La recommandation de la HAS n’aura pas fait long feu… Alors que l’autorité sanitaire s’est prononcée samedi en faveur d’un espacement des doses de vaccin - afin d’augmenter le nombre de personnes protégées -, le gouvernement vient d’annoncer qu’il n’en serait rien. Le délai entre les deux doses du vaccin Pfizer-BioNtech sera maintenu à « 3 ou 4 semaines », a ainsi tranché Olivier Véran ce mardi lors d’une conférence de presse.
Volte-face
Avant la HAS, plusieurs agences sanitaires (ANSM, Santé publique France...) avaient déjà ouvert la porte à un report de la seconde dose.
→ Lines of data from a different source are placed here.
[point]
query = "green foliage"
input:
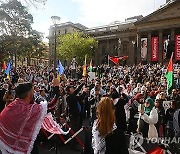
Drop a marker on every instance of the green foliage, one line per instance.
(14, 19)
(76, 45)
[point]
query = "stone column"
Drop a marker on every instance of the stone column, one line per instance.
(160, 59)
(149, 48)
(138, 52)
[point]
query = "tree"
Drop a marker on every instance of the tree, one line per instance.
(16, 34)
(76, 45)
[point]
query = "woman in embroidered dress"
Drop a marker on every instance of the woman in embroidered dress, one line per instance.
(106, 138)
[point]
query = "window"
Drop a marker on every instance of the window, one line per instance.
(125, 47)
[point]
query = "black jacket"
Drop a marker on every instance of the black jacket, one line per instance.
(116, 143)
(72, 101)
(120, 113)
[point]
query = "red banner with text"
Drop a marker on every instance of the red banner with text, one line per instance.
(154, 49)
(177, 47)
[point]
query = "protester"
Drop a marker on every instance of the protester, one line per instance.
(105, 132)
(22, 121)
(148, 118)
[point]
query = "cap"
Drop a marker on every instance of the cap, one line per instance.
(23, 88)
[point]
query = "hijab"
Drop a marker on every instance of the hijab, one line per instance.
(148, 109)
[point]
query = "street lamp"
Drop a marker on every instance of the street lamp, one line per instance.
(55, 20)
(135, 55)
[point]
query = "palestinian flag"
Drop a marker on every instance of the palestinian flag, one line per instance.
(84, 67)
(90, 66)
(169, 76)
(115, 60)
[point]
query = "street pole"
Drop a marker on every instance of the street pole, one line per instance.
(55, 53)
(55, 20)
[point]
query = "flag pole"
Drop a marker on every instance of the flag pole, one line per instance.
(108, 60)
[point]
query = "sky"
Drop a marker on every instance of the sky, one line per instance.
(90, 13)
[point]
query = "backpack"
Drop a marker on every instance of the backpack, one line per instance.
(176, 123)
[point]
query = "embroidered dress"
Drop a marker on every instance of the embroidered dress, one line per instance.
(98, 142)
(20, 123)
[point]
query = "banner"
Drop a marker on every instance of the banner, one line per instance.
(143, 49)
(154, 48)
(165, 46)
(177, 47)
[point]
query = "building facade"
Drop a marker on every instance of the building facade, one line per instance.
(61, 29)
(148, 39)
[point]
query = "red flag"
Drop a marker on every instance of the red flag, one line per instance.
(4, 65)
(157, 150)
(125, 57)
(114, 59)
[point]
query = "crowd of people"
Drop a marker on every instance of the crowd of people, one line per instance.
(119, 100)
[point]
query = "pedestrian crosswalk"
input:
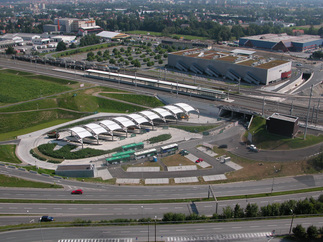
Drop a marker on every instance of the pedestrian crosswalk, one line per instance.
(222, 237)
(97, 240)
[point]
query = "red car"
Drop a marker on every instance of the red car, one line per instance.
(78, 191)
(199, 160)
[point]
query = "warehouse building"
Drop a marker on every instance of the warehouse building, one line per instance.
(237, 65)
(108, 35)
(281, 124)
(282, 42)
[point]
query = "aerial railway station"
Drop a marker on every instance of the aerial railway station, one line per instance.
(189, 90)
(120, 126)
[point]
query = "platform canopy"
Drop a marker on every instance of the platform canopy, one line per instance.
(187, 108)
(151, 115)
(173, 109)
(110, 125)
(163, 112)
(81, 132)
(95, 128)
(139, 119)
(125, 122)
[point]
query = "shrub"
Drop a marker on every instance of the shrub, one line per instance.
(299, 232)
(312, 232)
(159, 138)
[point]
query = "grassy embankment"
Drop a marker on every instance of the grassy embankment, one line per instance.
(29, 110)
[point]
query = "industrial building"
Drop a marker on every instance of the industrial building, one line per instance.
(282, 42)
(71, 25)
(282, 124)
(108, 35)
(237, 65)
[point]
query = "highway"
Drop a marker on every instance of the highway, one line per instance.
(26, 212)
(179, 232)
(112, 192)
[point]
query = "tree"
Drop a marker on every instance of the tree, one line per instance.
(227, 212)
(61, 46)
(299, 231)
(73, 46)
(238, 212)
(312, 232)
(10, 50)
(251, 210)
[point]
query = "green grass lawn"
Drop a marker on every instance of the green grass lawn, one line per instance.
(6, 181)
(190, 37)
(265, 140)
(7, 154)
(16, 88)
(148, 101)
(25, 127)
(194, 129)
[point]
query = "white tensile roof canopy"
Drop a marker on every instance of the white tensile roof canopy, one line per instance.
(95, 128)
(139, 119)
(125, 122)
(81, 132)
(109, 124)
(163, 112)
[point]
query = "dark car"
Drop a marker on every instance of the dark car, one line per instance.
(46, 219)
(199, 160)
(78, 191)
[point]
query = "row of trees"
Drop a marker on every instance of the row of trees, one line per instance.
(306, 206)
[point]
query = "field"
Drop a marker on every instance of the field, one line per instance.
(17, 88)
(26, 115)
(159, 34)
(148, 101)
(266, 140)
(7, 154)
(6, 181)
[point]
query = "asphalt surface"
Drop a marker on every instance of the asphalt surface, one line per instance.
(173, 232)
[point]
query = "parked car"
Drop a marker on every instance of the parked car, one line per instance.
(78, 191)
(199, 160)
(253, 148)
(46, 219)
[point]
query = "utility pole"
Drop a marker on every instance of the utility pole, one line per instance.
(308, 112)
(263, 107)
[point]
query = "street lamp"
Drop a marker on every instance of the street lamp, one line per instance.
(291, 224)
(155, 229)
(272, 187)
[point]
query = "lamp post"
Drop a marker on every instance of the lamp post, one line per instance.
(272, 187)
(291, 224)
(155, 229)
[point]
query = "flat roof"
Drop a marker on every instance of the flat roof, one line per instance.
(284, 117)
(283, 37)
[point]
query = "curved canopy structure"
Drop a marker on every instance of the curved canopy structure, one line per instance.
(139, 119)
(95, 128)
(81, 132)
(151, 115)
(110, 125)
(187, 108)
(163, 112)
(173, 109)
(125, 122)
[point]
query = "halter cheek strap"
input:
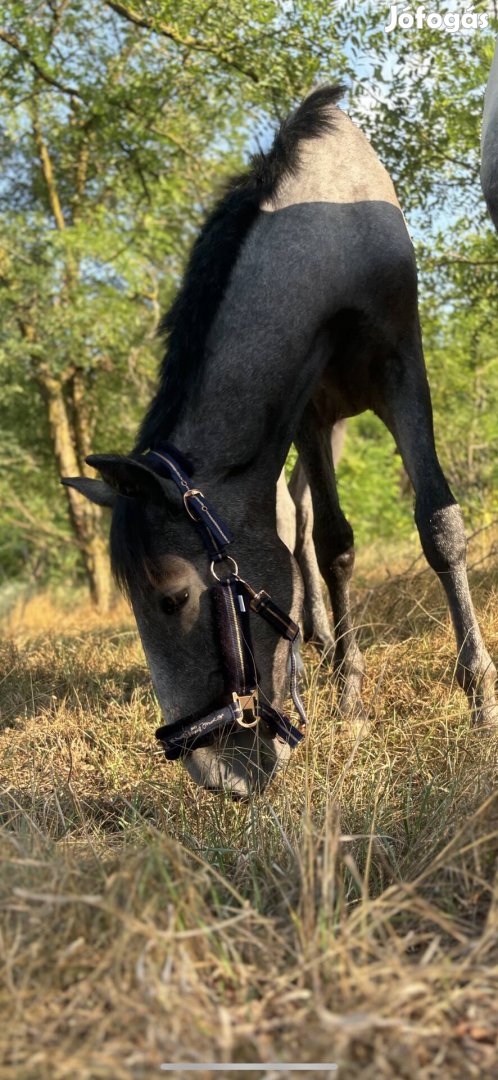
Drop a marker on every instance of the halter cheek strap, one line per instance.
(233, 599)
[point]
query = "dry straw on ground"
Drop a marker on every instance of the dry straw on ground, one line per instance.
(347, 916)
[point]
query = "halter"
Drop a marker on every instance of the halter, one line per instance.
(232, 598)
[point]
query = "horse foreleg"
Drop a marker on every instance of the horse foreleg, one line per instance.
(334, 544)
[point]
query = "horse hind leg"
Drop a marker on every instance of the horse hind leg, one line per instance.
(334, 543)
(404, 404)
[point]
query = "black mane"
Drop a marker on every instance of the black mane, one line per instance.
(187, 323)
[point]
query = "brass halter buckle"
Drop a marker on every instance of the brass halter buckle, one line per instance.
(248, 703)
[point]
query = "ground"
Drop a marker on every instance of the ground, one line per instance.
(347, 916)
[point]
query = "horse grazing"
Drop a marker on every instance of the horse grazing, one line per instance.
(489, 142)
(298, 309)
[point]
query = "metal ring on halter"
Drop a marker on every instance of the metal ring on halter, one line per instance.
(227, 558)
(251, 724)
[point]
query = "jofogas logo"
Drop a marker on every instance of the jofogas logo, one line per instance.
(451, 22)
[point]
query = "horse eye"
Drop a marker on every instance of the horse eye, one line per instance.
(170, 605)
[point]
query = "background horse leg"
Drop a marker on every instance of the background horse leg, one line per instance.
(405, 407)
(333, 538)
(315, 623)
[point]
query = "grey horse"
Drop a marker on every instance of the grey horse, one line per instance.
(298, 309)
(489, 142)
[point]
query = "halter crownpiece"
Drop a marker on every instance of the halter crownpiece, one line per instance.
(233, 598)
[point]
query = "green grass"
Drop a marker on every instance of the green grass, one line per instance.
(349, 915)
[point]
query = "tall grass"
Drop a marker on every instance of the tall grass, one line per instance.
(347, 916)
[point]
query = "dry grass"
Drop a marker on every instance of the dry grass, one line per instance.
(347, 916)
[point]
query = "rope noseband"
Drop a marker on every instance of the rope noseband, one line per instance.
(233, 599)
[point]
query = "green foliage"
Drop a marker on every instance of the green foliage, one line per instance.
(118, 124)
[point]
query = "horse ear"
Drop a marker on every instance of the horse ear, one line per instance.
(126, 476)
(96, 490)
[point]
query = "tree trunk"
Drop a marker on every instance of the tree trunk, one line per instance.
(85, 517)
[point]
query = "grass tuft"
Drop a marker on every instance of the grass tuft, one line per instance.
(349, 915)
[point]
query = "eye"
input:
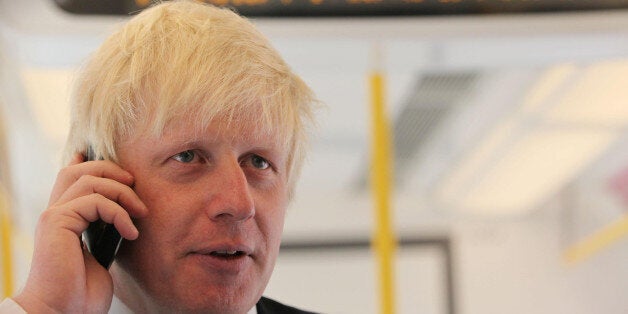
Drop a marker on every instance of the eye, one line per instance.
(185, 156)
(259, 162)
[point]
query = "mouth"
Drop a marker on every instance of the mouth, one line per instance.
(225, 254)
(225, 259)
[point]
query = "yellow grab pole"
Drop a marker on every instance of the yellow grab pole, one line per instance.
(384, 242)
(597, 241)
(5, 245)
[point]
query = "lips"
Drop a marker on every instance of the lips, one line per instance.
(225, 258)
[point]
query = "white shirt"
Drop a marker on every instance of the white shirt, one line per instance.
(8, 306)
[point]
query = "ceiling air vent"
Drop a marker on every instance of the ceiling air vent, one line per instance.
(429, 102)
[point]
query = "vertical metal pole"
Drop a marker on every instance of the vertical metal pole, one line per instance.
(384, 242)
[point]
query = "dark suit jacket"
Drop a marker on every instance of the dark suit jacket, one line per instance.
(269, 306)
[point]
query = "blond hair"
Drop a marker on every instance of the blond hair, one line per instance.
(182, 58)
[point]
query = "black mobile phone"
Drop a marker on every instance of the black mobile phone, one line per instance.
(102, 239)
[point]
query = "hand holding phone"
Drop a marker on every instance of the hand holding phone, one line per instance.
(63, 276)
(102, 239)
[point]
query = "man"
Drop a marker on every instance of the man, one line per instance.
(201, 127)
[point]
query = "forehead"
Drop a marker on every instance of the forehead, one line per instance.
(191, 129)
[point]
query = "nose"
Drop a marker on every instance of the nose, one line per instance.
(232, 201)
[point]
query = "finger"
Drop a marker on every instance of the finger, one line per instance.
(100, 168)
(76, 215)
(111, 189)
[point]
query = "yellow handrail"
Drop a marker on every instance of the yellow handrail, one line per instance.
(5, 245)
(384, 242)
(597, 241)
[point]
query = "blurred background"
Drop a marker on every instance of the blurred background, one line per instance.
(508, 123)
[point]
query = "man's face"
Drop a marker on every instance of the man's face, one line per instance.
(217, 200)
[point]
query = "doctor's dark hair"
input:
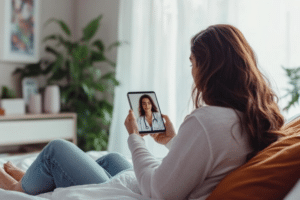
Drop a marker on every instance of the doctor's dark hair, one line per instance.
(141, 110)
(227, 75)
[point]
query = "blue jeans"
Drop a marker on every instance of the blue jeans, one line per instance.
(62, 164)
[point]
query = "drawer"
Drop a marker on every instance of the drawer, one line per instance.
(35, 131)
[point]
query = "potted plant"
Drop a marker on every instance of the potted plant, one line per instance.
(75, 62)
(10, 104)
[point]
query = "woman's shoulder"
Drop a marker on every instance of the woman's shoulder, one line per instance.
(215, 115)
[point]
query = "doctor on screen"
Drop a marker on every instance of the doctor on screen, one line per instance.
(150, 119)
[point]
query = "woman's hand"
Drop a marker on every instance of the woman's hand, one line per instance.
(165, 137)
(131, 124)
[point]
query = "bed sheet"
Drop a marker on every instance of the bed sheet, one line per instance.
(123, 186)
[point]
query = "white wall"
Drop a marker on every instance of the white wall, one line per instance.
(86, 10)
(76, 13)
(61, 9)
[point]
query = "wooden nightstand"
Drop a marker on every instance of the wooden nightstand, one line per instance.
(37, 128)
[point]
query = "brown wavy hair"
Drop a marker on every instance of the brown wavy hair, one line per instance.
(141, 110)
(227, 75)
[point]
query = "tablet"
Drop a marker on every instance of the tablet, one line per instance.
(147, 112)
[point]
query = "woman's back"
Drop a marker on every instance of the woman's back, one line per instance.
(229, 145)
(208, 146)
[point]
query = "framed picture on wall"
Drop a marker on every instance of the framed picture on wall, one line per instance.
(21, 32)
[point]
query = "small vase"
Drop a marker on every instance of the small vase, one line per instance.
(52, 99)
(35, 104)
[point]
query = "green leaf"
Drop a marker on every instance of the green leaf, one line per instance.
(49, 68)
(52, 51)
(50, 37)
(89, 91)
(98, 86)
(59, 74)
(90, 30)
(99, 44)
(62, 24)
(80, 53)
(74, 70)
(97, 57)
(110, 76)
(32, 70)
(97, 73)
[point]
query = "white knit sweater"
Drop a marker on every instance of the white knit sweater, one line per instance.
(208, 146)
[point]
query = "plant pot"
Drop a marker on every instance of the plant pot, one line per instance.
(13, 106)
(52, 99)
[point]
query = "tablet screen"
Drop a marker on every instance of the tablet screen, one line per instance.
(147, 112)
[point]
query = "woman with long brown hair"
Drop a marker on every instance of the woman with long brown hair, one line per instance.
(149, 117)
(236, 115)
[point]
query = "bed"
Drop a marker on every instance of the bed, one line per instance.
(120, 187)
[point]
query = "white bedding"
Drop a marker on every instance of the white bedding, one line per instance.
(123, 186)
Même Olivier Véran avait en son temps défendu l’idée, y voyant un moyen d’accélérer la campagne de vaccination.
Mais après la levée de boucliers suscitée par l’éventualité d’une telle mesure, et face aux incertitudes scientifiques subsistant quant à l’impact d’une modification du schéma vaccinal sur la protection conférée, le gouvernement a finalement préféré faire volte-face et jouer la carte de la sécurité.
Tout en reconnaissant qu’il était « utile et légitime » de s’être posé la question dans le contexte actuel de reprise épidémique et d’émergence de nouveaux variants, le ministre de la Santé s’est livré en duo avec le Pr Alain Fischer, coordinateur de la stratégie vaccinale, à une véritable contre-expertise des arguments avancés par la HAS.
Un impact sur le rythme de vaccination très limité
S’appuyant sur un travail de modélisation réalisé avec l’Institut pasteur, la HAS avait estimé que l’allongement du délai entre deux injections à 42 jours pourrait permettre de vacciner 700 000 personnes supplémentaires le premier mois. « Mais si on poursuit dans le temps l’analyse de la modélisation, on s’aperçoit que quelques semaines plus tard le nombre de personnes vaccinées est in fine le même du fait d’un phénomène de rattrapage secondaire », tempère le Pr Fischer. D’où au final, « un impact mineur sur le rythme de la vaccination », résume Olivier Véran.
A contrario, pour certains experts, le report de la seconde dose pourrait avoir un impact sur la protection conférée. « À l’échelle individuelle, le risque de perte d’efficacité paraît limité », avait jugé la HAS en s’appuyant notamment sur les données des essais cliniques montrant que l’efficacité clinique du vaccin Comirnaty® de Pfizer-BioNtech débute dès le 12e jour après la première dose et celle du vaccin de Moderna dès le 14e jour. Mais selon le Pr Fischer, des données qui viennent d’être publiées en Israël suggèrent que chez les plus de 60 ans la protection contre le Covid dans la période comprise entre la première dose et la seconde dose pourrait n'être que de 33 %. Par ailleurs, « nous n’avons aucune information disponible sur l’efficacité dans la durée d’une première dose puisque dans les essais cliniques et dans la vie réelle depuis fin décembre tout le monde a reçu une deuxième dose ».
L'émergence des nouveaux variants, un argument à double tranchant
Les données manquent également quant à l’effet d’un report de la seconde dose à J 42 sur la protection face au nouveau variant. Alors que la population cible est une population fragile, l’espacement des doses pourrait conduire à une réponse immunitaire sous optimale qui pourrait faire diminuer l’induction de la protection face au nouveau variant. Ainsi, « l’argument relatif au nouveau variant mis en avant pour espacer les doses peut être au contraire avancé pour maintenir l’espacement à pas plus de 28 jours ».
Enfin, l’absence de conséquences de l’espacement des doses sur la protection conférée par d’autres vaccins mis en avant par la HAS « doit être interprétée avec précaution car nous parlons d’une maladie nouvelle, d’un type de virus peu connu et de vaccins nouveaux (vaccins à ARN) ayant une cinétique particulière ».
« Toutes ces données nous font considérer avec une certaine prudence, une certaine réticence l’idée de l’espacement », conclut le Pr Fischer.
Le coordinateur de la stratégie vaccinale et le ministre de la Santé ont également mis en avant des arguments pratiques en faveur du maintien du délai actuel (nécessité de rappeler toutes les personnes ayant déjà un 2e rendez-vous programmé) et le fait que la plupart des autres pays ont fait le même choix (à l'exception du Royaume-Uni, du Québec et du Danemark).
Dans ce contexte, « nous ne touchons pas au délai d'injection du vaccin de Pfizer »,a conclu le ministre de la Santé, retoquant ainsi la recommandation de la HAS.